José Sala, que apresentou ao Jornal de Angola, na Expo-Indústria 2019, a decorrer até amanhã, na Zona Económica Especial (ZEE) Luanda-Bengo, os dados do relatório do programa Pesquisa da Produção Industrial de Angola Mensal (PPIAM), anunciou que, para inverter o quadro, o Ministério da Indústria trabalha na sensibilização das empresas que ainda não reportam a sua produção.
Com o programa de sensibilização, o responsável disse acreditar que, em breve, todas as empresas industriais vão passar a reportar a sua produção, acto que representa um factor que serve de barómetro para se aferir os níveis de produção dos subsectores.
O director do Gabinete de Estudos, Planeamento e Estatística avançou que a actividade industrial é muito maior, em comparação com o número de empresas registadas, uma constatação do censo, promovido, em 2014, pelo Ministério da Indústria, e que revelou a existência de um número expressivo de actividades industriais que não ainda estão cadastradas.

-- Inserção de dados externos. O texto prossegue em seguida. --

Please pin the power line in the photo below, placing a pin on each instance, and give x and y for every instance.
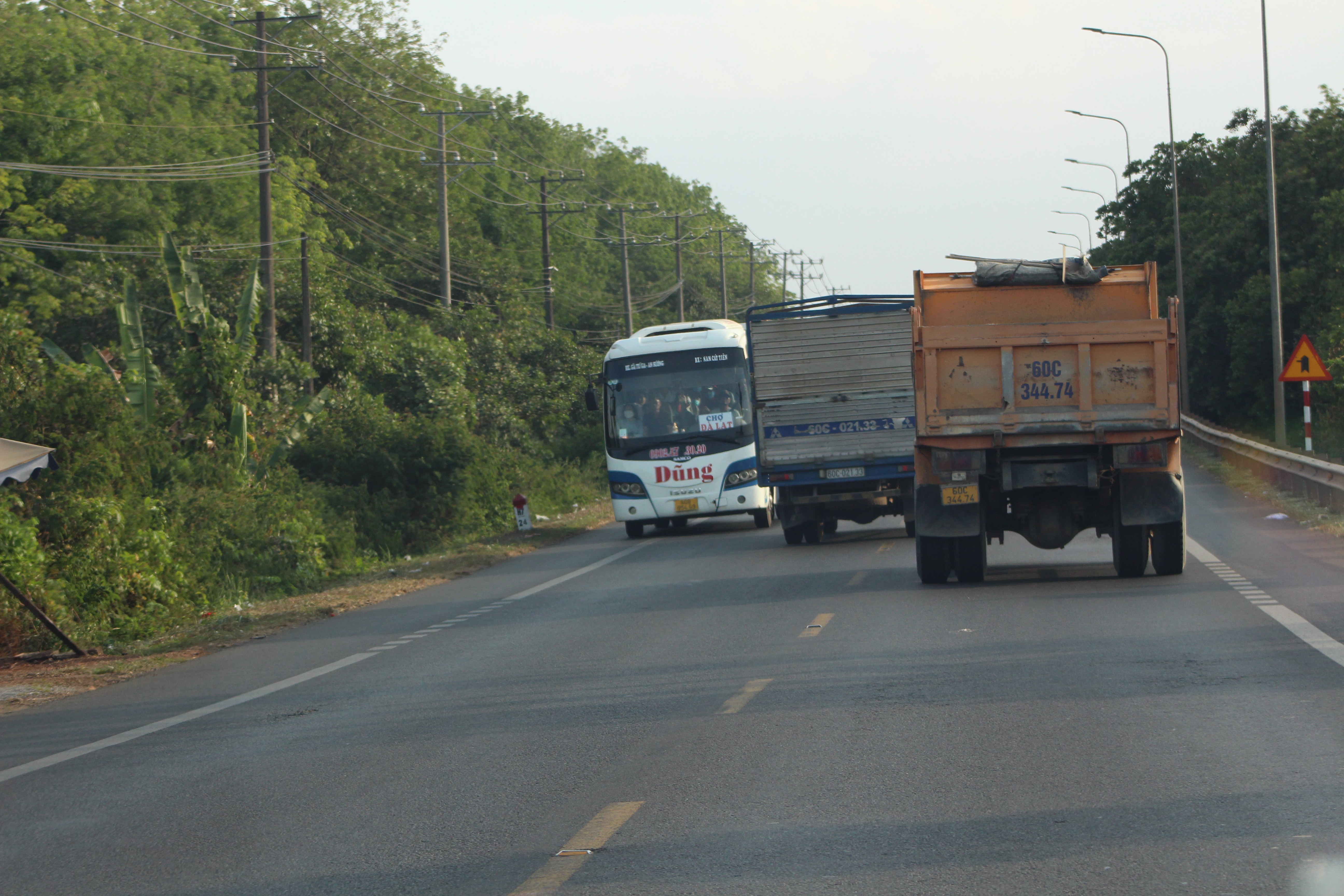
(166, 46)
(123, 124)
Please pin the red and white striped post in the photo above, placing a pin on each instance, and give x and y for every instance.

“Todo o processo de transformação é uma actividade industrial”, considerou José Sala, dando, como exemplos, os serviços de carpintaria feitos nas ruas e das padarias, estando a maioria não registada. José Sala reconheceu o impacto que essa situação tem do ponto de visto económico e social, caso estejam na formalidade, além de permitir ao Ministério da Indústria ter uma ideia mais concreta da capacidade da produção interna. />Sobre as motivações do não cadastramento de algumas actividades industriais, o director do Gabinete de Estudos, Planeamento e Estatística do Ministério da Indústria explicou que se trata de factores estruturais, de organização e do pouco acesso à informação por parte dos proprietários.

Avaliação do Prodesi
Sobre a avaliação que faz do Prodesi, o director do Gabinete de Estudos, Planeamento e Estatística reiterou que o programa visa, fundamentalmente, reduzir as importações e, com a sua aplicação efectiva, resultar no aumento de indústrias no mercado nacional.
Com o Prodesi, exemplificou, há um diploma que orienta que as forças de defesa e segurança (Forças Armadas e Polícia Nacional), antes de fazerem a aquisição dos produtos de consumo corrente, devem consultar o mercado interno.
No âmbito do Prodesi, o país pretende igualmente melhorar sete posições no ranking do “Doing Business”, onde ocupa, actualmente, a 173º entre 190 economias do Mundo. Por isso, disse ser determinante a garantia do acesso às infra-estruturas e a redução do tempo para o tratamento da documentação necessária para a implementação de um projecto.
José Sala avançou que a avaliação é feita, periodicamente, pelo Banco Mundial e pelo Executivo, no âmbito do Programa de Desenvolvimento Nacional (PDN), uma vez que tem metas predefinidas e as acções levadas a cabo concorrem para que estejamos melhor posicionados.